Wireless Contract Negotiation – Understanding the Priorities of Wireless Contract Negotiation

Many organizations fall into the same trap when negotiating wireless contracts – listening to the wireless carriers. All wireless carriers know where the savings opportunities are, and most importantly they know what you’re spending. Negotiating the buckets of spending that your carriers offer will only end you with an ineffective contract.

There are a few guidelines you should follow when negotiating with your wireless carriers.

Know your spend. The most critical rule is knowing your spend. You wouldn’t go into a gunfight without ammo would you?
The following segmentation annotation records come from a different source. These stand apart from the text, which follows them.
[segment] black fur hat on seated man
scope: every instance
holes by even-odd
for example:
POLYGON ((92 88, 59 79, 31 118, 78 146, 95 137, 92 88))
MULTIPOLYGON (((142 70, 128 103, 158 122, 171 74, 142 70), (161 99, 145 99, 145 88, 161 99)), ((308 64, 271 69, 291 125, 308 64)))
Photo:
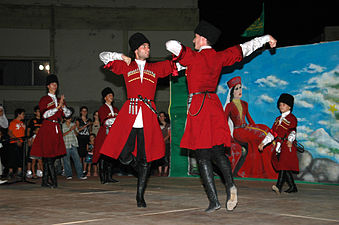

You must understand how much you spend on voice and data plans, feature charges, minutes used, equipment purchases and replacements, etc. You will not get an acceptable contract without knowing your spend and where to focus.

Ignore volume percentage discounts. I’ve seen many companies focus on volume discounts, but it’s the absolutely wrong approach. I guess it’s a bragging right to tell all your procurement buddies, “I negotiated 25% from Carrier X.” I’d much rather take the initial 20% offered and focus on rate plan, features, equipment costs. The extra 5% would only equate to $50K annually for every million you spend.

Focus on service charges. Like the guideline above, focus on the service charges. After all, it makes up most of your wireless spend. Negotiating $10 off your rate plan costs would equate to an annual savings of $120k for every thousand users you have. Much more savings than focusing on the percentage discount.

Negotiate out of service level contract terms. The carriers will push for service level contract terms of one or two years. Negotiate out of this if at all possible. A service level contract term will complicate your wireless management, or you’ll be hit with early termination fees. If a line is under a two year service contract and that user leaves the company, cancelling the service early could result in a $200 termination fee. It’s much wiser to give back some of volume discount percentage to eliminate the early termination fee issue. If you can’t negotiate out of this clause, you’ll need to ensure you manage wireless numbers and reassign rather than cancel.

Fight for fixed equipment pricing. Like service line contracts, you don’t want to manage upgrade pricing. Many carriers will subsidize the first piece of equipment heavily but force you to pay extremely high costs if replacing within a year or two. Paying $500 for a Blackberry three times because you have an executive who keep dropping them off his yacht is not fun. Try to negotiate flat pricing for equipment. Don’t focus on specific models, as they always change, but on classes. Put the responsibility on your carrier to offer devices in the same class or higher at the negotiated rate.

Look for other benefits. Does your organization have other needs? Are you looking at Wi-Fi for your locations, bar code scanners at your warehouse, Fixed Mobile Convergence? Work with your carriers to provide these services as part of your contract. It’s extremely difficult to get capital approval in today’s environment. Let your carriers fund your projects. Wireless carriers are happy to provide these added services as it carries over into more usage and more users. As long as it’s related to wireless, your carriers can help.

Speed is a strategy. How long have you seen wireless contract negotiations take? Six, eight, ten months or longer? What value comes out of these long negotiations? I’ve seen organizations in a year long contract cycle and only achieve 10% greater savings than the offers exchanged in the first 2 months of the contract.

To clarify my point, let’s assume the initial contracts offered the potential for $500k in annual savings. The additional savings over a three year contract (at 10%) would equate to $150k.

  • Initial Contracts Savings Potential Annually = $500,000
  • Monthly Savings Potential – rounded = $ 42,000
  • 10 Month’s of Savings Lost = $ 420,000

In this scenario, the organization lost $420k in savings to achieve an additional $150k. Now, you could argue that the organization will still get the $420k, it’s just pushed out farther. This is true, but when you factor in the amount of time and man-hours invested into the longer contract cycle the $150k in extra savings erodes pretty quickly. In any event, I’d rather start getting $42k in savings now and move on to the next opportunity.

The specific approach to a wireless contract negotiation varies based on your organization’s specific needs, but these guidelines will help you focus on the true savings opportunities.